Privo: Secure kids’ identities online
20 October, 2015
category: Corporate, Digital ID, Government
In the coming weeks we will be running features on past pilots for the National Strategy for Trusted Identities in Cyberspace (NSTIC), here is one from Privo.
Privacy Vaults Online, Inc. (PRIVO) certifies client compliance with regulations related to children’s privacy. The company delivers services for registration and parental permission management.
PRIVO was awarded $3.2 million in 2013 to pilot tools for keeping families safe online and helping service providers comply with the Children’s Online Privacy Protection Act (COPPA). The end goal is a solution that provides families with COPPA-compliant, secure credentials. PRIVO will be working on deliverables through the end of the year.
“When we deliver this framework, it will address both COPPA for commercial purposes and the Family Educational Rights and Privacy Act (FERPA) for education,” says Denise Tayloe, CEO and co-founder of PRIVO. “It will house a directory of compliant relying parties, identity providers, attribute providers and a new type of provider that our framework addresses, consent management authorities.”
Objectives
- Build the Minors Trust Framework
- Refactor PRIVO’s existing technology and map it to the Minors Trust Framework, enabling the company to deliver parental consent at Internet scale
- Create curriculum explaining consumer data privacy rights and responsibilities surrounding custodial account management, a social responsibility program for employers and a lesson plan to teach kids to create safe passwords.
Lessons learned
“You really have to take into consideration impacts on the organizations that are attempting to consume these credentials.

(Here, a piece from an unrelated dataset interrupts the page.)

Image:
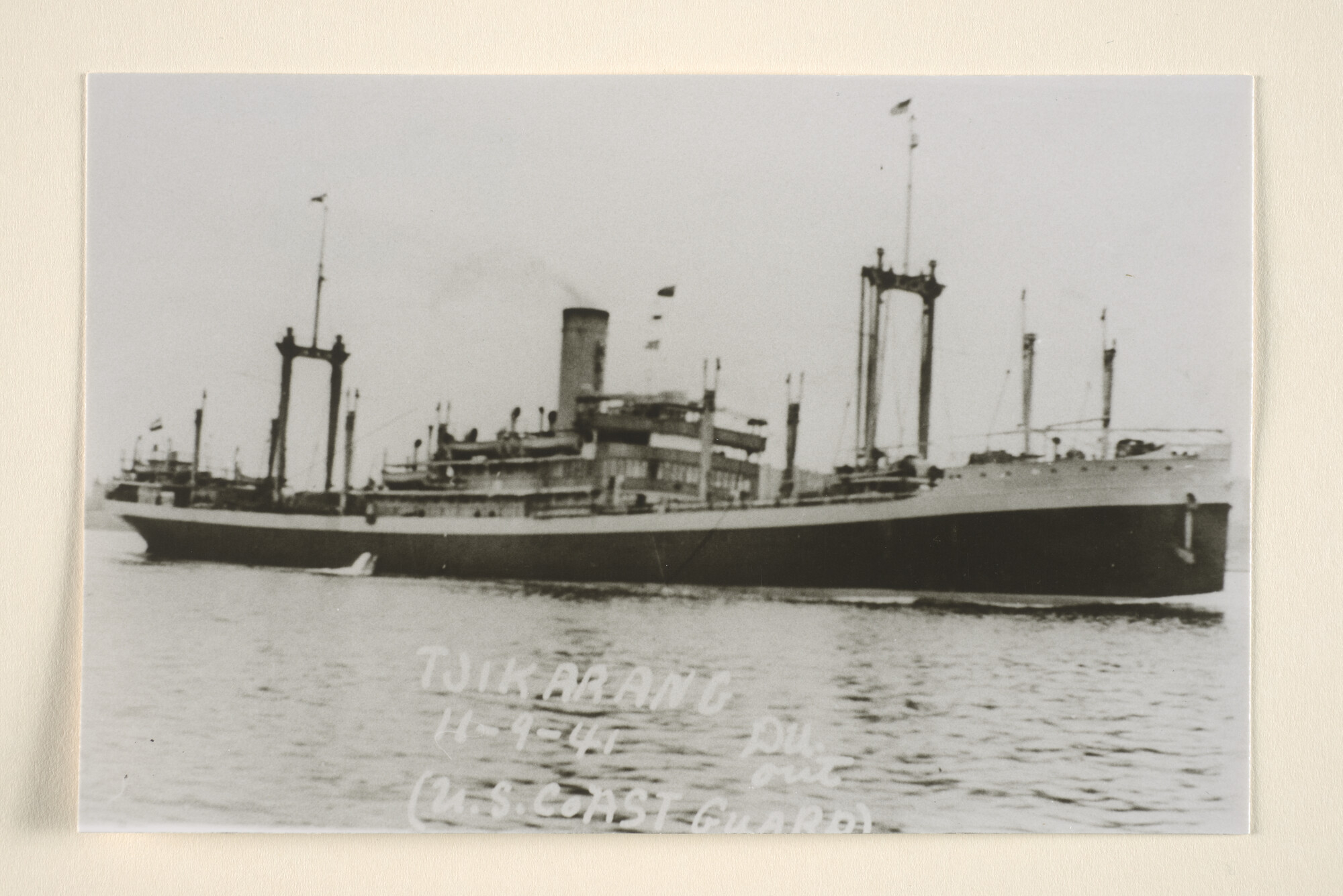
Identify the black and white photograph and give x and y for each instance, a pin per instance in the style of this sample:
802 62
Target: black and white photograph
667 454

It is not easy for relying parties to drop what they’re doing, change a behavior and adopt new privacy preserving capability,” says Tayloe.
We learned that kids don’t know their parent’s email address, explains Tayloe. “In the world of COPPA, you’re reliant on a child to initiate the process, and you can only collect an online identifier from a child in order to do that.”

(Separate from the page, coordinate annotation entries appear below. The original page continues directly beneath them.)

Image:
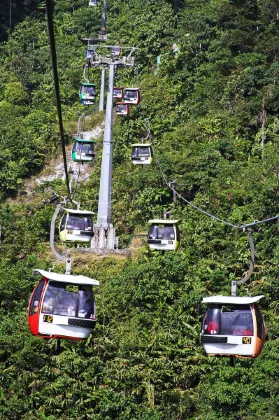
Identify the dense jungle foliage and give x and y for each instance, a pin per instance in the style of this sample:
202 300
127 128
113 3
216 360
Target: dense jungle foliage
213 108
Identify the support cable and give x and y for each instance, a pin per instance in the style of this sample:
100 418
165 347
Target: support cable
49 10
244 226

“Anytime you’re dealing with somebody other than the originator of the account – i.e., a parent has to consent for a child for disclosure of their information – you have drop offs along the way,” Tayloe explains. “So usability is really critical, and I don’t believe that we budgeted enough within our own pilot to handle the actual streamlined nature of what we need to deliver to the marketplace to get widespread adoption. So we’ve been back refactoring the new stuff as we’ve been trying to take it to market.”